Someone who is preparing for divorce later in life will have a lot of questions. The longer a marriage lasts, the more shared resources people need to divide when they divorce. One spouse may worry that their share of the marital estate will not be enough to maintain their standard of living.
Especially when people are close to retirement age, divorce can have numerous financial and practical implications. For example, spouses will often divide retirement savings or pension funds, which means that each spouse will have less than they expected to fund their retirement. There can also be concerns about certain benefits, including Medicare and Social Security retirement benefits.
Long-term marriages lead to post-divorce eligibility
If one spouse stops working to raise children or maintain the family home, they may go decades without gainful employment. A stay-at-home parent or spouse likely is not eligible for Social Security retirement benefits or Medicare Part A coverage based on their personal work history. They rely on the employment of their spouse to qualify for benefits.
Thankfully, government policies about employment-related retirement benefits extend protection to dependent spouses even after a divorce. Provided that the marriage lasted at least 10 years and the wage-earning spouse qualifies, the dependent spouse can qualify too. They will retain their eligibility for Medicare Part A based on their spouse’s employment even after the divorce. The same is true of Social Security retirement benefits.

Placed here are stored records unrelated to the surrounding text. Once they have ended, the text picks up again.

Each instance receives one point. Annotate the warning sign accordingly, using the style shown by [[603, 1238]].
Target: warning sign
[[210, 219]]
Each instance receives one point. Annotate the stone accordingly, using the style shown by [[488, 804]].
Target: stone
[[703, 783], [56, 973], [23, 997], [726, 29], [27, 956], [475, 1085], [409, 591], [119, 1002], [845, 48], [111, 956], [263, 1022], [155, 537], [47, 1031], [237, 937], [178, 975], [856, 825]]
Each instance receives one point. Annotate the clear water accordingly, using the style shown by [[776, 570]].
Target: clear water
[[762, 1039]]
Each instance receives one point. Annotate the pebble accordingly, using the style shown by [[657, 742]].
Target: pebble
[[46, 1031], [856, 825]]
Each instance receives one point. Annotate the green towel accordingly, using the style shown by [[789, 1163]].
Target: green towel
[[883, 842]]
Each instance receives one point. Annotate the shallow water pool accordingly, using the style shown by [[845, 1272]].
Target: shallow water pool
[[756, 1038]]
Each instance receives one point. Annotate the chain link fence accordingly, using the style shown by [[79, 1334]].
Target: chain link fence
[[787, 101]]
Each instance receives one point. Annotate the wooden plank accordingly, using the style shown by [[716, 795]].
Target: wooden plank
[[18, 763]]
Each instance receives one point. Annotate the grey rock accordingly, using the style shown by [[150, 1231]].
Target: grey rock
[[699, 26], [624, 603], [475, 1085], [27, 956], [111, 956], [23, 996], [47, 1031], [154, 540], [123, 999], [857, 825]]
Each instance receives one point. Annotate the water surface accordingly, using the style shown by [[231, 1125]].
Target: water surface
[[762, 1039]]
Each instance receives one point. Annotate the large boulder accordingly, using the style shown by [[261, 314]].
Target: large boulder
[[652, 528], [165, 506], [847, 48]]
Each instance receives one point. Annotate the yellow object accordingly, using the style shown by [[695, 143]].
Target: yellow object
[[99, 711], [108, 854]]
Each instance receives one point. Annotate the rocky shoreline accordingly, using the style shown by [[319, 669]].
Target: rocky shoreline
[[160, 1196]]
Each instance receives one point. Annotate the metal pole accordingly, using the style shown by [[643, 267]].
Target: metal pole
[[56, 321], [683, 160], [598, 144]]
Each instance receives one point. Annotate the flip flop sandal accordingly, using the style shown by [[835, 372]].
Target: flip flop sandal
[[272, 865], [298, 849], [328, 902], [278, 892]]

So long as the marriage lasted at least a decade, the dependent or lower-earning spouse can obtain retirement benefits based on their spouse’s employment history. They can either make a claim based solely on a spouse’s work or supplement their own benefits with the higher-value benefits acquired by a spouse who earned more and worked longer. Having a spouse seek Social Security retirement benefits after a divorce does not diminish what the working spouse receives.
When people understand what happens to key benefits during a divorce, they may feel less anxious about the upcoming end of a marriage. Discussing financial needs and concerns with an attorney can help people plan to achieve economic stability after a Virginia divorce.